考える力
2015年1月15日
日本代表好調の要因は攻守の切り替えにあり【アジアカップ分析】
パレスチナに4‐0と快勝し、好スタートを切った日本代表。スペイン・バルセロナを中心に世界中で活躍する指導者集団「サッカーサービス」のポール・デウロンデルコーチは日本代表のプレーをどう見たのか。UEFA・A級ライセンス保持者の分析をお届けする。(取材・文 鈴木智之)
■岡崎慎司は、なぜゴールを量産できるのか
まずは攻撃について、ポールコーチが「ムイ ビエン(素晴らしい)」と評価したのが、ワントップに入った岡崎慎司だ。

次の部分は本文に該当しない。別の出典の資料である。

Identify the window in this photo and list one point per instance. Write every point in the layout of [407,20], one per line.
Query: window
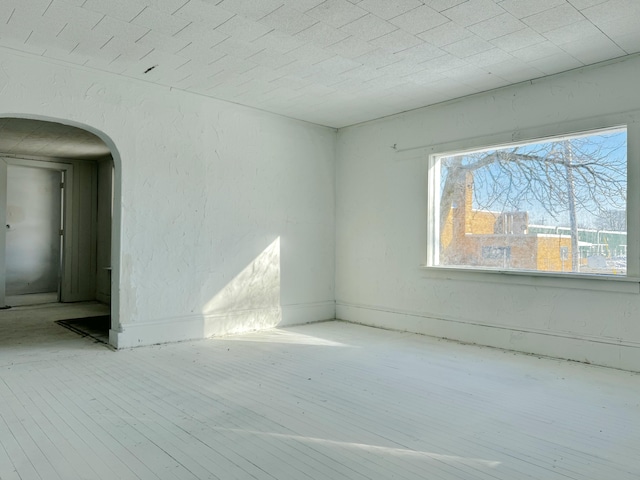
[555,205]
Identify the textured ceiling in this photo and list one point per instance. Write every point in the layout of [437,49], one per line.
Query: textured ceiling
[333,62]
[22,137]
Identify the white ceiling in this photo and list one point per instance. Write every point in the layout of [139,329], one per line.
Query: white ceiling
[333,62]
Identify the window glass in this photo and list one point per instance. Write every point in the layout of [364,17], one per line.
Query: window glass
[554,205]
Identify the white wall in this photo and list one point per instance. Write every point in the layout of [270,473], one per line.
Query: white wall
[224,215]
[381,227]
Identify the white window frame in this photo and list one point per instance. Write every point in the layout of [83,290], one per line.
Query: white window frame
[623,283]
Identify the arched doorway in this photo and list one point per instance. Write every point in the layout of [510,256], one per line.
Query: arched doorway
[60,213]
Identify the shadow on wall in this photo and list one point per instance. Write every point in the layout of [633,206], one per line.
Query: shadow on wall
[251,301]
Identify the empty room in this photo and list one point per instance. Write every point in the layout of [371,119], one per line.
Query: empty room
[320,239]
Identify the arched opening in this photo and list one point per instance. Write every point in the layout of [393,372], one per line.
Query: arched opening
[59,207]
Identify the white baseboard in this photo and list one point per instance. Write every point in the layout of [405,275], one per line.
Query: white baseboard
[595,350]
[193,327]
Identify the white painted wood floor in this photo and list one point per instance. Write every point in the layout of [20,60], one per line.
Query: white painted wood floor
[323,401]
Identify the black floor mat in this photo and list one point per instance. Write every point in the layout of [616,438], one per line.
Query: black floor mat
[94,327]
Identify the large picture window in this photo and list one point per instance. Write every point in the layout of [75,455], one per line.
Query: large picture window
[551,205]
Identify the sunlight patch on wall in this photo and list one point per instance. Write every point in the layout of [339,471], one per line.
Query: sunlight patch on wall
[251,301]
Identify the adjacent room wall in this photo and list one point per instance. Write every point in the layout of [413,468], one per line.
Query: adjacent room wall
[224,215]
[381,227]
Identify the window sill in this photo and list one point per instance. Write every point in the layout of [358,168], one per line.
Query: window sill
[601,283]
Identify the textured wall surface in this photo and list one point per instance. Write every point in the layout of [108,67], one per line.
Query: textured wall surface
[381,198]
[208,197]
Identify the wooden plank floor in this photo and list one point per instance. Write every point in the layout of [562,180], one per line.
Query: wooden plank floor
[323,401]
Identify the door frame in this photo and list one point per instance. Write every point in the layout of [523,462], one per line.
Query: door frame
[67,218]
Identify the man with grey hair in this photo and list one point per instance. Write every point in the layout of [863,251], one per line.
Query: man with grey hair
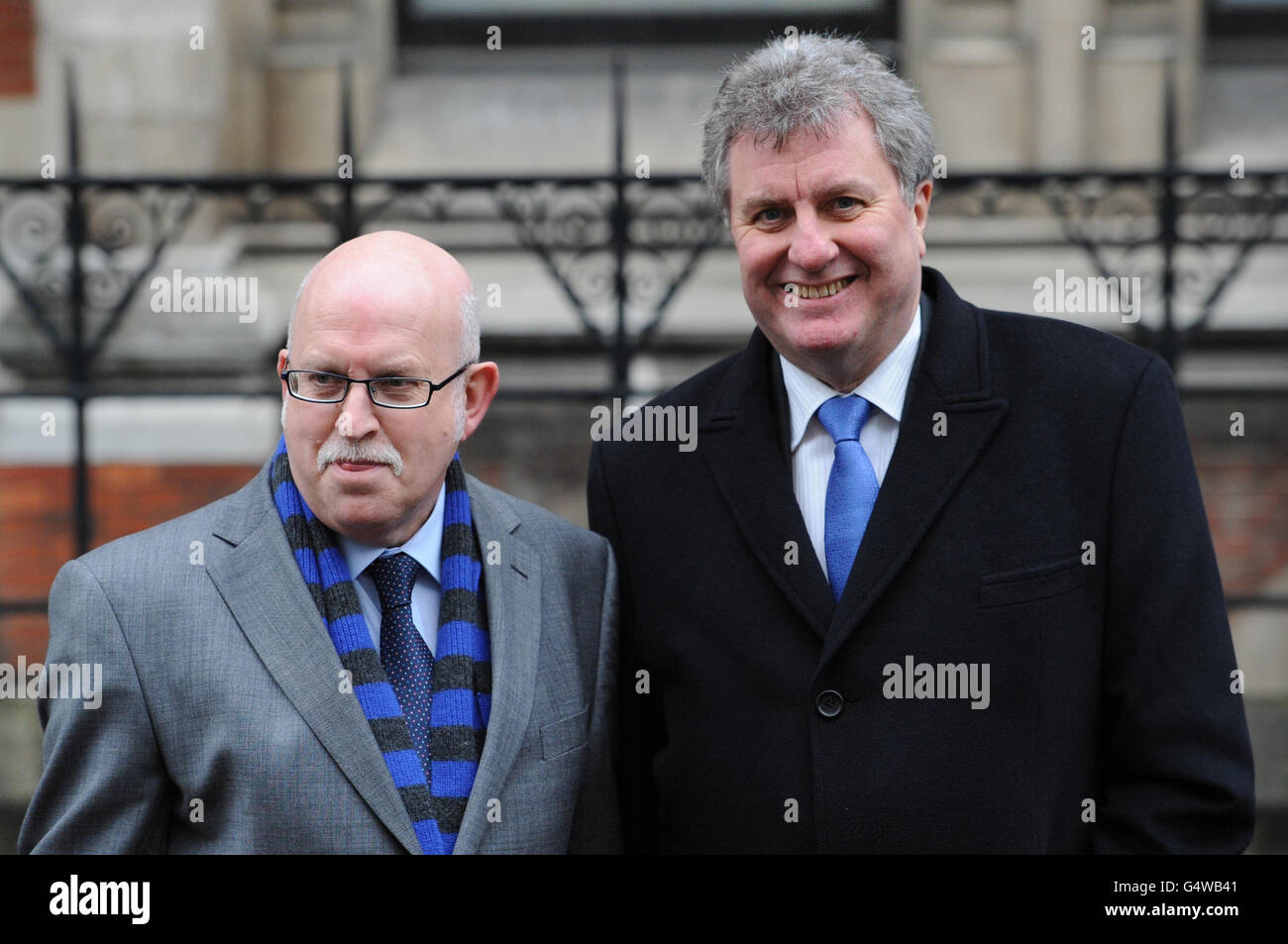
[935,578]
[362,651]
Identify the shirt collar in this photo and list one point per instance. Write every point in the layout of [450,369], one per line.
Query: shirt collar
[885,387]
[425,545]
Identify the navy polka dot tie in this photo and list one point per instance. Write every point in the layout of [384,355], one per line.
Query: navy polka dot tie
[403,653]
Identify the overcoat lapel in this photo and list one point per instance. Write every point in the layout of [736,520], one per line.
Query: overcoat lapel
[742,442]
[951,377]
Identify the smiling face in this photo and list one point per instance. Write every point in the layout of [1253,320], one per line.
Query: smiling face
[381,305]
[824,214]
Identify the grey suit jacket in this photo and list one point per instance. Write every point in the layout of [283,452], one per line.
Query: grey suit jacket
[223,726]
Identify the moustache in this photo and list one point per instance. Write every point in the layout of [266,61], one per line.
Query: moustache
[339,450]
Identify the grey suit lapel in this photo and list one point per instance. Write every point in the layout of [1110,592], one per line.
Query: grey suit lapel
[511,588]
[262,584]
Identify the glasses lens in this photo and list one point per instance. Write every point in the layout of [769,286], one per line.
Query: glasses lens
[400,391]
[317,386]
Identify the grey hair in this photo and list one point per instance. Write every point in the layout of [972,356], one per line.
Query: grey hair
[807,82]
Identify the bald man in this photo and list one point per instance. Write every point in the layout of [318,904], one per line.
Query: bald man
[372,652]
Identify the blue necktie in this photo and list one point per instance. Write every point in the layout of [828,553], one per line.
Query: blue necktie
[403,653]
[851,488]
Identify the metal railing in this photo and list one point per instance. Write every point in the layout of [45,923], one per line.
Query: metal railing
[77,249]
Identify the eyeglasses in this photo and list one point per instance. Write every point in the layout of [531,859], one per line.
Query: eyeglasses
[394,393]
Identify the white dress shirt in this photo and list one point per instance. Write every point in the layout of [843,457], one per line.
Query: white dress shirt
[811,445]
[426,548]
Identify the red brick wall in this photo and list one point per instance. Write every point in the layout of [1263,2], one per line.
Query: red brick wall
[17,48]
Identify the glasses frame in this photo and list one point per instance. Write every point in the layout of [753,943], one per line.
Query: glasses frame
[348,381]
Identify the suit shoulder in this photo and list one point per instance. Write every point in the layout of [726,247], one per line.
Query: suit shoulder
[1055,353]
[170,539]
[536,519]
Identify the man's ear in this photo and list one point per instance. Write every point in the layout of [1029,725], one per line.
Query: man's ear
[481,385]
[921,211]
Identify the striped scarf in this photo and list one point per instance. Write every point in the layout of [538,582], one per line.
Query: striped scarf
[462,689]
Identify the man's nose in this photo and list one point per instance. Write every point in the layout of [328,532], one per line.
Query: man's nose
[357,413]
[811,246]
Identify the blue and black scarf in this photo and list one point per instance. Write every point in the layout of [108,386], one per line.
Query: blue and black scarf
[462,689]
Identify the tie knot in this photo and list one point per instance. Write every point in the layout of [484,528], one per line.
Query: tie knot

「日本はこの試合、サイドのスペースと中央のスペースを突く攻撃が機能していました。相手(パレスチナ)のクオリティが低かったこともありますが、ワントップに入った岡崎選手が前線で動くことで、周囲の選手も連動したプレーができていました。彼はFWに必要な“スペースをつくり、使う”動きを高いレベルで実行できる選手です。相手ディフェンスラインの裏のスペースへ抜け出すことで味方がプレーするスペースをつくり、本田や香川、乾、遠藤といった攻撃的な選手にプレーの選択肢を与えていました」
岡崎の特長は足を止めず、ボールを呼びこむ動きができること。そして、常にゴールを狙っていることにある。縦に速く抜け出す動きや、中央に下がり味方のためにパスコースをつくる動き、緩急をつけてサイドのスペースに抜けていく動きなど、つねに意図を持って動いている。
「岡崎選手は、つねにセカンドボールが来ることを想定し、対応できるように準備をしています。2点目のヘディングがまさにその形です。絶えずボールの動きを予測して、足を止めずに準備し続けています。その意味では、レアル・マドリーでプレーしていたラウールのような選手です。彼はFWに必要な動きを理解しているので、相手のDFからするととても嫌な選手でしょう」
日本代表は4-3-3のシステムを使い、パレスチナは4-4-2を採用していた。日本は本田と乾がワイドにポジションをとり、さらにその外側を両サイドバックの長友、酒井がオーバーラップすることで、パレスチナの両サイドハーフは彼らについていかざるを得なくなる。そうすると、ピッチ中央のエリアにはふたりのセンターハーフしかいないため、日本は中盤で数的優位をつくることに成功していた。さらに岡崎が相手のふたりのセンターバックを引きつける動きをすることで、中央、外と効率よくボールを動かすことができ、前半は多くのチャンスをつくり出すことに成功していた。